CEO of Tocara Skin & Body Science, Caro Copeland, shares her list of ingredients you should avoid:
- Petrochemicals (including ethylene, propylene, benzene, toluene and xylene isomers) are known to clog skin pores, trapping toxins and slowing skin cell growth. They can also absorb oil-soluble vitamins A, D, E and K from your body and excrete them.
- Parabens are synthetic preservatives that, in high doses, have been associated with endocrine- and hormone-balance disruption and oestrogen mimicking. They also have carcinogenic properties.
- Propylene glycol and ethylene glycol are put into cosmetics to increase absorption. They contain a compound called dioxane, which can lead to dermatitis, kidney or liver abnormalities and stunted skin cell regrowth. They are also known carcinogens.

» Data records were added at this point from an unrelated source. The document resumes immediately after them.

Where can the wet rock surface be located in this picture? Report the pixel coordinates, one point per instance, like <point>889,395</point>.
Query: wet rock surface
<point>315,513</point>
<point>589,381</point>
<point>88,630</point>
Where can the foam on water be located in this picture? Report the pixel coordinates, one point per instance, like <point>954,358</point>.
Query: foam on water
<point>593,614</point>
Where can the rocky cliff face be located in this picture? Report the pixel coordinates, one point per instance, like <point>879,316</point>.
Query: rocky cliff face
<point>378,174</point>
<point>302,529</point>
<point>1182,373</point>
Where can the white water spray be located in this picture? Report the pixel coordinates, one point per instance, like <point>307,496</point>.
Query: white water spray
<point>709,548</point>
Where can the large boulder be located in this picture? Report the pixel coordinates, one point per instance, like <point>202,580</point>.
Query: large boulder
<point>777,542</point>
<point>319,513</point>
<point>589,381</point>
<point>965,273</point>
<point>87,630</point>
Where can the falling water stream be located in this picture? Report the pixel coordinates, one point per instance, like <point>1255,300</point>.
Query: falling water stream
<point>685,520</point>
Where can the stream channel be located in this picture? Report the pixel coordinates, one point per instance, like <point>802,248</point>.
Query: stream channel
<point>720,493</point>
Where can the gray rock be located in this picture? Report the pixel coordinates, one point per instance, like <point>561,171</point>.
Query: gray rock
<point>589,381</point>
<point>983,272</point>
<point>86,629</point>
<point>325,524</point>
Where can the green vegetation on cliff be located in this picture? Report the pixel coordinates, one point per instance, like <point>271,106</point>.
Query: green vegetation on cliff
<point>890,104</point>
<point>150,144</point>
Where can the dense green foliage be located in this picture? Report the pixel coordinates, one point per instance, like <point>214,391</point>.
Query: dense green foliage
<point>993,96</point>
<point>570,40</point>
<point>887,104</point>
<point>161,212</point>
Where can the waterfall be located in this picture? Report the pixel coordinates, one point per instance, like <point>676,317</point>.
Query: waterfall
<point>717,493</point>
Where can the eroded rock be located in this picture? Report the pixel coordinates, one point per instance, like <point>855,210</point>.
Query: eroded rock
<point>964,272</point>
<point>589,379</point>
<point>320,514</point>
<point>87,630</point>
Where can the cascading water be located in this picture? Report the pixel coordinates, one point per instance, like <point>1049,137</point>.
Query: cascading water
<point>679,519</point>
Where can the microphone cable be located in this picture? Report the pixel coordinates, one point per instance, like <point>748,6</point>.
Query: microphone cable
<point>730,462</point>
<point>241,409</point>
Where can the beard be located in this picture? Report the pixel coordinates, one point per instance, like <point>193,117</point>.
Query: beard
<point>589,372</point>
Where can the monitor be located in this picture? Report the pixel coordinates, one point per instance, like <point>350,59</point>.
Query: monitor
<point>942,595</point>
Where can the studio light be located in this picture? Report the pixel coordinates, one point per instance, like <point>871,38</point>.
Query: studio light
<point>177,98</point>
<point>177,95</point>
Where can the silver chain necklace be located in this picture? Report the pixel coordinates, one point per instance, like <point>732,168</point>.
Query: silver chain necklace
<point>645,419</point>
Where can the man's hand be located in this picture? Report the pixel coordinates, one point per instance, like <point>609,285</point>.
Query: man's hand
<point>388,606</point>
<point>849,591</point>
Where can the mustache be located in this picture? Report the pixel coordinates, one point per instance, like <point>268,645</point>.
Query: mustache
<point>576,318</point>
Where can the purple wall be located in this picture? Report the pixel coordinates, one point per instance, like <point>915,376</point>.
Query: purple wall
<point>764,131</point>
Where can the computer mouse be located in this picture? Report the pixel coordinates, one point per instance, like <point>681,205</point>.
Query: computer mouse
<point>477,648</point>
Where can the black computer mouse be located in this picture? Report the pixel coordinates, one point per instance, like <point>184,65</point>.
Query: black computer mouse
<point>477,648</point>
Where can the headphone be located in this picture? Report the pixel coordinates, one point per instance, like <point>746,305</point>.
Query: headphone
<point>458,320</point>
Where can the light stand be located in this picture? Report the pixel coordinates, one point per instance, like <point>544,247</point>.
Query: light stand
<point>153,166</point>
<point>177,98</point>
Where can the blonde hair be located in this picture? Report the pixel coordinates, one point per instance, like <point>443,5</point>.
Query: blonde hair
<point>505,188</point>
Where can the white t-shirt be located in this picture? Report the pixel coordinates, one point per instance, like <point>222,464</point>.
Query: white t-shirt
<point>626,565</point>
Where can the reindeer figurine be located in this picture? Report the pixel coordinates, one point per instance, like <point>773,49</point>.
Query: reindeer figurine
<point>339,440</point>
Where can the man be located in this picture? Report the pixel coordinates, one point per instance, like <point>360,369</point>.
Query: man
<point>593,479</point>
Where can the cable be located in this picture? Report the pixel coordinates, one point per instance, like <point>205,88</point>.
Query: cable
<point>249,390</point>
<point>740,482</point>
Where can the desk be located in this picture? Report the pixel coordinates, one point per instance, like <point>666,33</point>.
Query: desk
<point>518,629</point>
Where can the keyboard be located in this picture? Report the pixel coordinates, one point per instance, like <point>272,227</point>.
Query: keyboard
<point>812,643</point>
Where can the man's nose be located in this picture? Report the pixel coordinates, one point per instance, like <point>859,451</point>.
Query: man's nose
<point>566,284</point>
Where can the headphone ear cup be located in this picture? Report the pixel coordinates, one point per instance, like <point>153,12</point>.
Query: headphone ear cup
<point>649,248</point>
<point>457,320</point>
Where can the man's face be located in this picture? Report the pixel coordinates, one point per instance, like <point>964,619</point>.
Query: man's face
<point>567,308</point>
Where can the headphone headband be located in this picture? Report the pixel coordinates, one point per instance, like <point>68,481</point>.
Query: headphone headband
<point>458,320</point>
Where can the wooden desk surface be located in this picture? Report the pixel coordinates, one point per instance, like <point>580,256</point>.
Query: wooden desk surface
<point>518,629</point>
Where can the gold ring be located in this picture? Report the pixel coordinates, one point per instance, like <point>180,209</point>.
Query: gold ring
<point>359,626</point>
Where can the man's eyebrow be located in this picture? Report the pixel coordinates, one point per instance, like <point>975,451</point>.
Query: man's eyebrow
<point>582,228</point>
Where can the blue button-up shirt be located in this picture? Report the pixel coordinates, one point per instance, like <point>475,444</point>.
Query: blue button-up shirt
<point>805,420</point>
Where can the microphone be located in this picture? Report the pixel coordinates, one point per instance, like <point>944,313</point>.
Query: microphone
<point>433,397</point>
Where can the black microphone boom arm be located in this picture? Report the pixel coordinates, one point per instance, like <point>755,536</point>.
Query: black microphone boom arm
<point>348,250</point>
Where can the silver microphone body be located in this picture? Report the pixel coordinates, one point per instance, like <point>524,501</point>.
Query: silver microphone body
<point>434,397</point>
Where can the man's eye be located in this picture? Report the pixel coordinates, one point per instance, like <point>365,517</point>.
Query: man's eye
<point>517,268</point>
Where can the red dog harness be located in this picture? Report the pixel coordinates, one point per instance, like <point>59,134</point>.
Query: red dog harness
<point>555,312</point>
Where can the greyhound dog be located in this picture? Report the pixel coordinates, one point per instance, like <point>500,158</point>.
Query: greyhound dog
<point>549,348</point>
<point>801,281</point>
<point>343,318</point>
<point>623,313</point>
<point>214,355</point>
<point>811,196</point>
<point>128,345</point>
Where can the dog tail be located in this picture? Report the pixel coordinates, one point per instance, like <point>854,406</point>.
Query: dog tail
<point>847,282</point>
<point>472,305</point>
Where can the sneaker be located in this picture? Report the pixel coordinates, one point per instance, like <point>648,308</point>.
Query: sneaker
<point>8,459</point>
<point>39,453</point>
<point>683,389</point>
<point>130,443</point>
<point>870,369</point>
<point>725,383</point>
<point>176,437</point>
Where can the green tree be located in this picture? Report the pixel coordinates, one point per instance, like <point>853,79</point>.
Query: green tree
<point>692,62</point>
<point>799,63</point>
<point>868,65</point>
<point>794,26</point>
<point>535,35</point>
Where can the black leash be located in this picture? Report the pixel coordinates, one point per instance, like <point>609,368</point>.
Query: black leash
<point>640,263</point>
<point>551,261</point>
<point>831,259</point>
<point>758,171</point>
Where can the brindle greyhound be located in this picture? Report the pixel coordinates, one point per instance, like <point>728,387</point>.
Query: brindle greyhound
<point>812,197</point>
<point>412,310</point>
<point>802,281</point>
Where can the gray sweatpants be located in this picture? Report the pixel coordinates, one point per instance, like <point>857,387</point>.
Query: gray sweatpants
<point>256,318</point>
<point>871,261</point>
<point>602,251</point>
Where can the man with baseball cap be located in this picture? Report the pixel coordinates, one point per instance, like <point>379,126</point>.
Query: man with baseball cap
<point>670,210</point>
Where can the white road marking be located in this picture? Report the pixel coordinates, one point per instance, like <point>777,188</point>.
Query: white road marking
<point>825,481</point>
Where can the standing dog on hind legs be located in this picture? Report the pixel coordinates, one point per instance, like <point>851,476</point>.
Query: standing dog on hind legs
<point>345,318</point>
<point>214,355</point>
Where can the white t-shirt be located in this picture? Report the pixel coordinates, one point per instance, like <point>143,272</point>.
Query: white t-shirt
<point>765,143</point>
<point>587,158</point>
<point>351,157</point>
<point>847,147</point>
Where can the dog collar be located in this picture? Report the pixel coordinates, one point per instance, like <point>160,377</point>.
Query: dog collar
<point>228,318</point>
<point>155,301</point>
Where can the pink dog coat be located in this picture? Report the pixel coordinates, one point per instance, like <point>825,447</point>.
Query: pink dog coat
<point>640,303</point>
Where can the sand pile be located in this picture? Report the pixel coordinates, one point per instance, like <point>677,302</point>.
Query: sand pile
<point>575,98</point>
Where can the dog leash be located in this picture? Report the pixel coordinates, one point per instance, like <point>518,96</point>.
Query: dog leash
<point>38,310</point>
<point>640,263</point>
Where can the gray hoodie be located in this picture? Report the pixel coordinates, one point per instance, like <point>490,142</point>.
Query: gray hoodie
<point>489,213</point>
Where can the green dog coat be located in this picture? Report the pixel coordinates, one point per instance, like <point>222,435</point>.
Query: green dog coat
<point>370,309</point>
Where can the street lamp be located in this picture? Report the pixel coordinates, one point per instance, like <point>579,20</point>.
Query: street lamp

Because puberty is generally the time when most women start to establish their skincare regime, it is important to find a routine that works for you. Click here to find out more about toxic beauty and how it can affect your skin throughout your lifetime.
What you eat and drink can also play a part. “Zinc is important for hormone balance, so include it in your diet,” says Du Plessis. “It’s found naturally in seeds such as flaxseed, sunflower and pumpkin seeds.”
The Second stage – Pregnancy
Fluctuating hormones during pregnancy can create complexion problems or a radiant glow – or both extremes at different times. “Pregnancy can affect the skin in different ways. Some women experience an increase in sebum production, which can bring on adult acne,” says Dr Alek. “If this occurs it’s best to see a specialist as many products that treat this condition can’t be used while pregnant.”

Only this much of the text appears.